Sin embargo, tanto en Estados Unidos como en Europa se está avanzando en un campo de difícil vuelta atrás. Porque es muy fácil ceder libertades al poder del Estado, pero muy complicado –a veces casi imposible– volver a recuperarlas después. Se está imponiendo con poco o nulo debate la mal llamada "neutralidad de red", que es la prohibición a los propietarios de las redes de gestionarlas como mejor les parezca, obligando a "tratar por igual a todos los bits", pertenezcan éstos al último single de moda descargado de iTunes o a las instrucciones de un cirujano que está operando a través de la red a un paciente crítico. Y el lobby que está detrás pertenece al gentil Google, el del eslogan bíblico de "no hacer el mal".
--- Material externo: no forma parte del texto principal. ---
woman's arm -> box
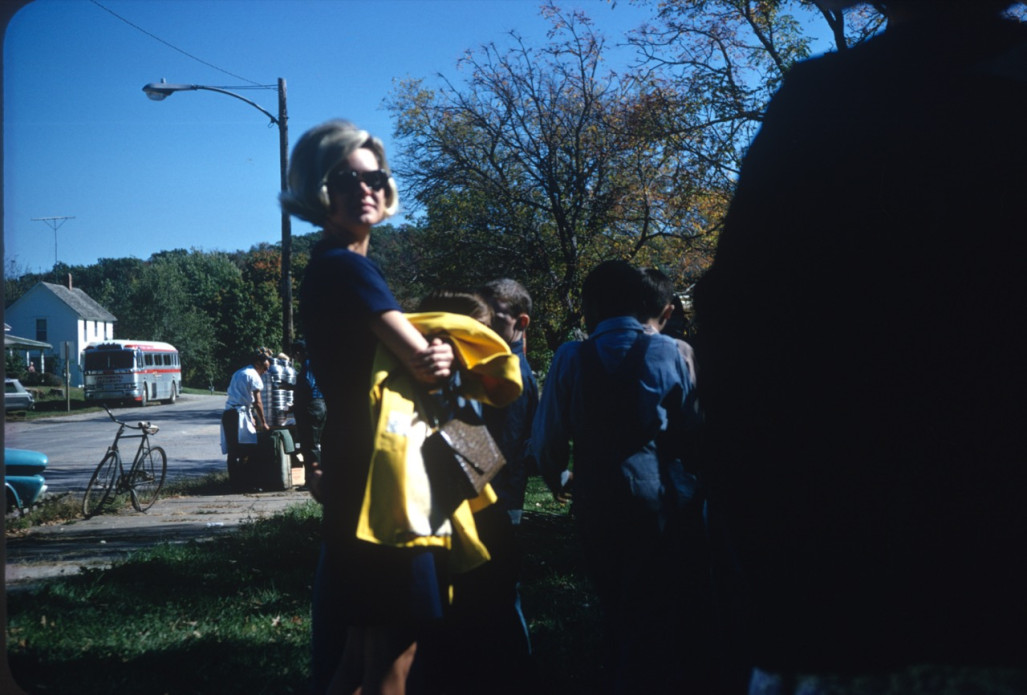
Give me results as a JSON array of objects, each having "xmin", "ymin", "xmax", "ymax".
[{"xmin": 370, "ymin": 310, "xmax": 454, "ymax": 384}]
El efecto perverso de esta regulación se ve con claridad al examinar el caso español. En nuestro país han invertido en las redes por las que navegamos básicamente dos compañías: Ono y Telefónica. Ambas ofrecen servicios conjuntamente con sus conexiones de datos, principalmente de televisión. De hecho, ha sido la posibilidad de ganar dinero a través de estos servicios el principal motivo por el que nuestras conexiones han ido mejorando con el tiempo. Es lo que se llama un "subsidio cruzado"; se venden varios productos juntos en un pack y algunos de ellos permiten rentabilizar el coste de los otros. El ejemplo clásico sería Las Vegas, donde antaño se podía comer extraordinariamente bien por muy poco dinero o incluso gratis, porque era un servicio que permitía atraer a más jugadores, y era el dinero que perdían en ruletas y tragaperras el que pagaba esos restaurantes. La cosa se acabó, claro, cuando la ciudad se transformó en un destino turístico familiar.

Pues bien, el principal objetivo de los defensores de los inalienables derechos de los bits es impedir que se pueda hacer lo mismo en el ámbito de las telecomunicaciones. Es decir, que las operadoras no puedan ofrecer servicios premium de mayor velocidad para ciertos contenidos, como vídeo o voz, con los que rentabilizar la inversión en nuevas redes de datos. Lo hacen, aseguran, para impedir que las empresas de telecomunicaciones tengan una ventaja "anticompetitiva" en esos aspectos. Lo que lograrán será que dejen de invertir en mejorar nuestras conexiones y ampliar el ancho de banda del que disfrutamos.

¿Y qué gana Google con esto? Muy fácil. Impedir que pueda innovarse dentro de las redes, donde no tienen inversiones ni control alguno, implica que todas las novedades tendrán lugar en los "bordes" de las redes, que es el lugar donde reina. Si, por ejemplo, todo el vídeo transmitido por las redes va lento, a baja resolución y se corta cada dos por tres, YouTube seguirá reinando. Si se permite que pagando un plus se pueda emitir en tiempo real y a alta resolución, Google deberá pagar u ofrecer un servicio de menor calidad. No estamos hablando, por tanto, de defender al pequeño internauta frente a la gran empresa de telecomunicaciones. Estamos hablando de ponerse del lado del gigante de internet frente a los gigantes de las redes. Y en esa pelea prefiero estar con quien no quiere meter al primo de Zumosol, el Estado, a dar los puñetazos por él.